Poster for The Group's annual exhibition in 2023
“None of the five daughters are there today. Shyamsree Bose, the last surviving member of the party, passed away last year. However, our current president and the senior-most member of the organisation, Anjali Sengupta, remains a guiding spirit. She has been associated with the group almost since its inception. Altogether, there are 13 active members at present. Many female artists participate with us in different ways. Apart from the annual exhibition, we organise special panel discussions on International Women's Day. Workshops are organised at different times of the year; we did a mural for an NGO during the COVID-19 pandemic. We try to give room to those women, who, despite being immensely talented artists, are not taken seriously in the artistic circles. There are many who cannot afford to exhibit, and we help them," says artist Tamali Dasgupta, an active member of "The Group".

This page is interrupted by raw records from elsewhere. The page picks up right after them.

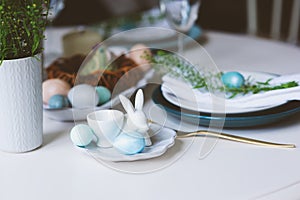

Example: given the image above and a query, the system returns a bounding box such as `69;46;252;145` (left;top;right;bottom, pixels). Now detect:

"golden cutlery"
149;120;296;148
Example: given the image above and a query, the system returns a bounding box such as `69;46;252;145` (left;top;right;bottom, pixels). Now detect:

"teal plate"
152;86;300;128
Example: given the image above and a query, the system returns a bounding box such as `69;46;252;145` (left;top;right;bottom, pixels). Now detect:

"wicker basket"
46;55;141;91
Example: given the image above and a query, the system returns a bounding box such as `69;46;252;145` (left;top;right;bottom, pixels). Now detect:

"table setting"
0;0;300;200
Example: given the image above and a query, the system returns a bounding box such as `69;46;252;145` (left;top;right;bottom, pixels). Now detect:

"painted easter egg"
43;79;71;104
96;86;111;105
70;124;95;147
68;84;99;108
128;44;151;65
48;94;69;108
113;132;145;155
221;72;245;88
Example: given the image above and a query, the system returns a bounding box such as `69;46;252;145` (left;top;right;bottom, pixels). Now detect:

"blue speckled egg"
48;94;69;108
221;72;245;88
96;86;111;105
70;124;95;147
113;132;145;155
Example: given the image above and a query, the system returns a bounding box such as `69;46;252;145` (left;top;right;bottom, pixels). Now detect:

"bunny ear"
135;89;144;110
119;94;134;115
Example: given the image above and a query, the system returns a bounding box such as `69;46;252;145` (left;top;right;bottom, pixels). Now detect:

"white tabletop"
0;32;300;200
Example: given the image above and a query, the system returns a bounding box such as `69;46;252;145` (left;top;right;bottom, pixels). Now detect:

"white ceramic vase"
0;56;43;153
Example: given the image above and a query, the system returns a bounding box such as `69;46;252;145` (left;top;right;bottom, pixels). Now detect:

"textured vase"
0;56;43;153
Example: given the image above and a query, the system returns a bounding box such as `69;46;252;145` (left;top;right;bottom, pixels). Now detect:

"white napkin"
162;74;300;112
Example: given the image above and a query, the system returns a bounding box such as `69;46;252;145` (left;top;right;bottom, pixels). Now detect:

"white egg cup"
87;110;124;148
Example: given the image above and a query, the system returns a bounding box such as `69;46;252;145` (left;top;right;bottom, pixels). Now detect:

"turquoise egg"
221;72;245;88
96;86;111;105
48;94;69;108
113;132;145;155
70;124;95;147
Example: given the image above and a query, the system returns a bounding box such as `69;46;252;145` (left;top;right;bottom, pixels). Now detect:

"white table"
0;32;300;200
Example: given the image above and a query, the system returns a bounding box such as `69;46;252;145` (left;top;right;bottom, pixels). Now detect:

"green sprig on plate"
144;50;299;98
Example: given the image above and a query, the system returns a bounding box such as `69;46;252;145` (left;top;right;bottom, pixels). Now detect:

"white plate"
78;124;176;162
117;27;176;42
44;69;154;121
162;72;285;114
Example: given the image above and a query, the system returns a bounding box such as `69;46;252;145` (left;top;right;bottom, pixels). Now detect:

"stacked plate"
152;72;300;128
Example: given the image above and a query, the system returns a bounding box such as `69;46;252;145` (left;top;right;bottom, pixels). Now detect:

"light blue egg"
70;124;95;147
96;86;111;105
48;94;69;108
221;72;245;88
113;132;145;155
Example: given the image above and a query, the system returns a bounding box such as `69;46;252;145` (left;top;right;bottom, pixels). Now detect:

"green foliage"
144;51;299;98
0;0;49;64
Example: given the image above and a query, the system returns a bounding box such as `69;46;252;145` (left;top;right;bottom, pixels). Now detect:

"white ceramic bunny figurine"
119;89;152;146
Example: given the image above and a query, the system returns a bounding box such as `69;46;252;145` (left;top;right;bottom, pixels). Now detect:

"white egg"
68;84;99;108
70;124;95;147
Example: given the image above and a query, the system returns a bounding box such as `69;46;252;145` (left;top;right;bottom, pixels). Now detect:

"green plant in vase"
0;0;49;63
0;0;49;152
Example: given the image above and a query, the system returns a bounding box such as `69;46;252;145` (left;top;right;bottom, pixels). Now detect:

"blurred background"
53;0;300;41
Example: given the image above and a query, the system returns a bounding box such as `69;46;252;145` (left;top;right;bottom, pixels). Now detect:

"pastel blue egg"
48;94;69;108
96;86;111;105
113;132;145;155
221;72;245;88
70;124;95;147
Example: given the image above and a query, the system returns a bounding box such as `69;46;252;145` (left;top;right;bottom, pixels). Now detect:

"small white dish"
87;110;124;147
78;124;176;162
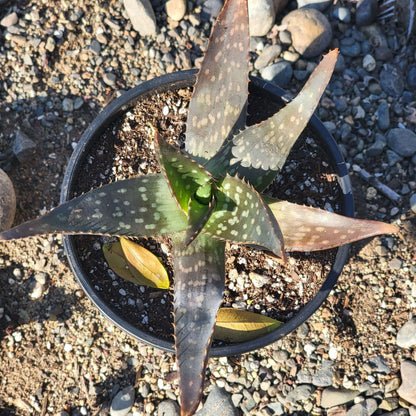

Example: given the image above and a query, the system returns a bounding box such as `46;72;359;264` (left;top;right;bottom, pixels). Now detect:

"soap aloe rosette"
0;0;397;415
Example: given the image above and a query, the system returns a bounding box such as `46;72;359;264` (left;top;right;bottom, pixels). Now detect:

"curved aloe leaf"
213;308;283;342
185;0;250;164
120;237;169;289
207;50;338;191
172;234;225;416
203;176;285;258
267;200;399;251
0;174;187;240
155;131;212;213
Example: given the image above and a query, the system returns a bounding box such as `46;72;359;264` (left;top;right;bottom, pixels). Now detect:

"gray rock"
254;44;282;70
396;318;416;348
0;12;19;27
123;0;157;36
0;169;16;231
366;355;391;374
347;399;377;416
355;0;378;26
409;194;416;214
103;72;117;87
12;130;36;163
312;359;333;387
261;61;293;87
195;387;238;416
366;133;387;157
387;128;416;157
157;400;181;416
282;8;332;58
321;387;360;408
407;64;416;88
248;0;287;36
332;7;351;23
62;97;74;113
397;360;416;405
380;64;404;98
363;54;376;72
298;0;332;11
380;408;412;416
201;0;223;20
110;386;135;416
166;0;186;22
285;384;315;404
376;101;390;130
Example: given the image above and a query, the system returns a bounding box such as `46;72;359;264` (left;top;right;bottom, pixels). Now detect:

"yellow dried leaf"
214;308;282;342
120;237;169;289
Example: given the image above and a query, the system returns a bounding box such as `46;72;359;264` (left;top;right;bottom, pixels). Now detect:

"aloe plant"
0;0;397;416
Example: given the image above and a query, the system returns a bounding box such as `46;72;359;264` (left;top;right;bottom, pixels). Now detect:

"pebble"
376;101;390;130
123;0;157;36
363;54;376;72
157;399;180;416
387;128;416;157
321;387;360;408
0;12;19;27
0;169;16;231
396;318;416;348
285;384;315;404
110;386;135;416
12;130;36;163
397;360;416;406
248;0;287;36
380;64;404;98
254;44;282;70
409;194;416;214
298;0;332;11
312;359;333;387
166;0;186;22
332;6;351;23
355;0;378;26
346;399;378;416
282;8;332;58
195;387;239;416
261;61;293;87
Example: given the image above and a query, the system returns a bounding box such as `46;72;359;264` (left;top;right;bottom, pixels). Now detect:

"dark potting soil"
69;83;341;345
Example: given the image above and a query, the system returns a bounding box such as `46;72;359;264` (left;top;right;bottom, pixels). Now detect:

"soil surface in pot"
69;84;341;345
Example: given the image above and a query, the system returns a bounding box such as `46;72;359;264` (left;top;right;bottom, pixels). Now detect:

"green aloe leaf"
172;234;225;415
184;188;216;245
206;50;338;192
155;131;212;213
267;199;399;251
185;0;250;164
103;238;169;289
0;174;187;240
203;176;285;258
213;308;283;342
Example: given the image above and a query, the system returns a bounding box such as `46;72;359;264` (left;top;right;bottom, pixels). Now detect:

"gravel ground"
0;0;416;416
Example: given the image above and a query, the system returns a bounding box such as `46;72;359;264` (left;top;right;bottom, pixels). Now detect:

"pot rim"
60;70;354;357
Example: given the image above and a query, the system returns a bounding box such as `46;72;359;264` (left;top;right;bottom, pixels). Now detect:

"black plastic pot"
61;70;354;357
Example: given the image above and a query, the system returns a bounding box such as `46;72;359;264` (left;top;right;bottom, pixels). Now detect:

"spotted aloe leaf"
185;0;250;164
172;234;225;416
267;200;399;251
155;132;212;213
207;50;338;191
0;174;187;240
203;176;285;258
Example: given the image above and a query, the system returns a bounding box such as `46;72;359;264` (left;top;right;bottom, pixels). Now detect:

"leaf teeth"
269;200;399;251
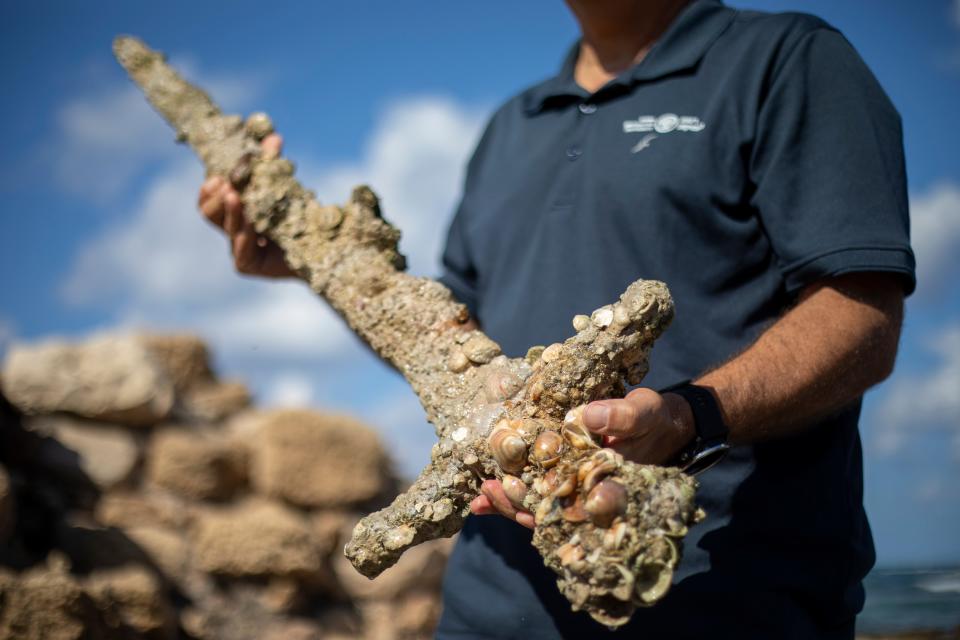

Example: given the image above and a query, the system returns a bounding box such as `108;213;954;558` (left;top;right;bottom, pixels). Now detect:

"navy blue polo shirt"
438;0;914;640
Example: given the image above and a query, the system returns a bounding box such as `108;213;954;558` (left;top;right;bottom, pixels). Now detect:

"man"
201;0;914;639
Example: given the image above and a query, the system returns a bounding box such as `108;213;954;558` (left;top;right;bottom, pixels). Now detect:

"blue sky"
0;0;960;565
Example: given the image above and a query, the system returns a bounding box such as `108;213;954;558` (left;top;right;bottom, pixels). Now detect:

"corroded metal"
114;38;702;626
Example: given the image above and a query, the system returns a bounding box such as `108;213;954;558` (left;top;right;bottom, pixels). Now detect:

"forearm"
696;273;903;443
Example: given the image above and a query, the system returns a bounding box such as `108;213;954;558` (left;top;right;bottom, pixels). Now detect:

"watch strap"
659;380;730;474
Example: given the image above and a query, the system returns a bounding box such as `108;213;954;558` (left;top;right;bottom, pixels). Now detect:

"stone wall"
0;335;449;640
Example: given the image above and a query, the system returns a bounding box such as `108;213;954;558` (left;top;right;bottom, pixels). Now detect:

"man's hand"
470;272;903;527
470;389;694;529
198;133;296;278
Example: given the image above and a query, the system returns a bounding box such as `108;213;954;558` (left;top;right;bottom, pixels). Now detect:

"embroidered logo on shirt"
623;113;707;153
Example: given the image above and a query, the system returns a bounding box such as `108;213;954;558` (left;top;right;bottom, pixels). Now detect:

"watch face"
683;442;730;476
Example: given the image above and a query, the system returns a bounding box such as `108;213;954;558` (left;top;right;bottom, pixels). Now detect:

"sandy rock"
3;336;174;426
258;578;305;613
181;381;250;422
84;566;177;640
24;414;140;489
124;525;190;583
394;591;440;638
137;334;214;392
263;620;326;640
0;465;15;543
310;511;361;557
147;428;245;500
333;538;453;600
193;500;325;580
250;410;388;508
94;489;193;530
0;563;109;640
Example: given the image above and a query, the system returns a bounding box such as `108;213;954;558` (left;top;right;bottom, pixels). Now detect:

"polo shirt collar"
524;0;736;114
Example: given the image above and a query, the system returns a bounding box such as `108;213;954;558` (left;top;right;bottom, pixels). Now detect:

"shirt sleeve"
750;28;916;293
439;200;478;318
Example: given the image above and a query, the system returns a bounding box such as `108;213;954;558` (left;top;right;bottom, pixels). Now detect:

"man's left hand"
470;389;694;529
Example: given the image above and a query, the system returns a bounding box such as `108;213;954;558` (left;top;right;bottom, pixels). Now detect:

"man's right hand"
198;133;296;278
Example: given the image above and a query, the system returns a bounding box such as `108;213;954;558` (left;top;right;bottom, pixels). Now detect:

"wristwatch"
659;380;730;475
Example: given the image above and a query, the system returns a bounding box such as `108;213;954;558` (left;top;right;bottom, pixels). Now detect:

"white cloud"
62;99;488;358
304;97;484;275
263;371;314;408
48;60;262;201
873;324;960;459
61;90;482;475
910;182;960;298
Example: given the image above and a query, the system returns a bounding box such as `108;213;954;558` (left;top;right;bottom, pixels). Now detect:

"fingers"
197;176;226;227
470;480;534;529
230;223;263;274
583;389;663;439
260;133;283;160
220;185;246;237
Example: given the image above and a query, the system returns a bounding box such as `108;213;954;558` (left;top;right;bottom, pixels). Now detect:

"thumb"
260;133;283;158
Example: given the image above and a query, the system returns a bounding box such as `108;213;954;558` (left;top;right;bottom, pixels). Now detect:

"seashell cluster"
488;405;702;627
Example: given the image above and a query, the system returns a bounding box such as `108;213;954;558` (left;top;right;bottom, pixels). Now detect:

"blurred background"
0;0;960;630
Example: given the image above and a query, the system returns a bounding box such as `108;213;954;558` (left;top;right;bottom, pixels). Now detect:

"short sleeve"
750;28;916;293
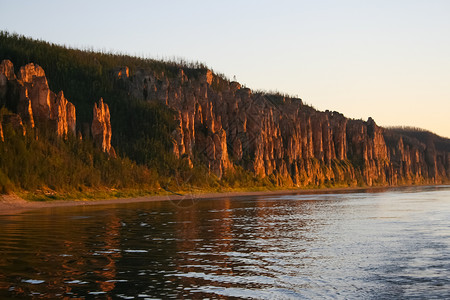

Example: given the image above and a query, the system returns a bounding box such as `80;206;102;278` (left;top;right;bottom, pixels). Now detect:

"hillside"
0;32;450;199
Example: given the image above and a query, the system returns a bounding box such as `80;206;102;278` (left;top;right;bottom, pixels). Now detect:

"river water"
0;186;450;299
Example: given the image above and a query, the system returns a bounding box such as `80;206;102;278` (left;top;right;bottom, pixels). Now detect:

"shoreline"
0;184;448;215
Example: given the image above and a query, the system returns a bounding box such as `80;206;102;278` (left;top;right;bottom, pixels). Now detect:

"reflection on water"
0;186;450;299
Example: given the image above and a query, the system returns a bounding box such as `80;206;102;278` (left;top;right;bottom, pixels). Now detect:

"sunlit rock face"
91;98;115;155
116;64;449;186
0;60;76;137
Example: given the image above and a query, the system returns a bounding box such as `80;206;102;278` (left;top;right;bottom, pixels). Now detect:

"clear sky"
0;0;450;137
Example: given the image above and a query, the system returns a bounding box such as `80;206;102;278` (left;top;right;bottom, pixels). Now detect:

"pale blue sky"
0;0;450;137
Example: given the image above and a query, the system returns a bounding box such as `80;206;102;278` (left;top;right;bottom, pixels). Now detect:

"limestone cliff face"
91;98;115;156
0;60;76;137
116;67;449;186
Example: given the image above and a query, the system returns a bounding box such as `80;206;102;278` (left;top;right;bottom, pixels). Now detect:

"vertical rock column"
91;98;115;156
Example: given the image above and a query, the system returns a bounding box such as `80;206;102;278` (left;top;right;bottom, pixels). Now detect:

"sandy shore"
0;186;442;214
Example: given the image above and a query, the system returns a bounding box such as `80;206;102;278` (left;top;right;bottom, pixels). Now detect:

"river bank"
0;185;446;214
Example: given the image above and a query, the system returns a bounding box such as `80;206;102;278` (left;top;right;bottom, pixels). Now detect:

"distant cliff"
0;32;450;189
115;67;450;186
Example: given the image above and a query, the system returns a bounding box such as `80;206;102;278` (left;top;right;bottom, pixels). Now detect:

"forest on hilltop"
0;31;450;197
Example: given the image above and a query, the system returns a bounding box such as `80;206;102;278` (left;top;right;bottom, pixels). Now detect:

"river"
0;186;450;299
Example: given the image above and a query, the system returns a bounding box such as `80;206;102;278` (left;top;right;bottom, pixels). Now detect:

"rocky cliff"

Since five women artists formed this group, is there still a tendency to marginalise women artists within artist groups? Tamali Dasgupta says, “It has become a tradition of sorts." Look at the major artist groups, and it will become clear to you. There is a prevailing idea that women cannot give full attention to art since they have to multitask and cannot be full-time active artists. It is true that women have to take care of the family, but it is a misconception that one cannot paint while taking care of the family. Regardless of gender, patriarchy has deep roots. There would have been no need for girls to form a separate team if they had gotten the place they deserved.”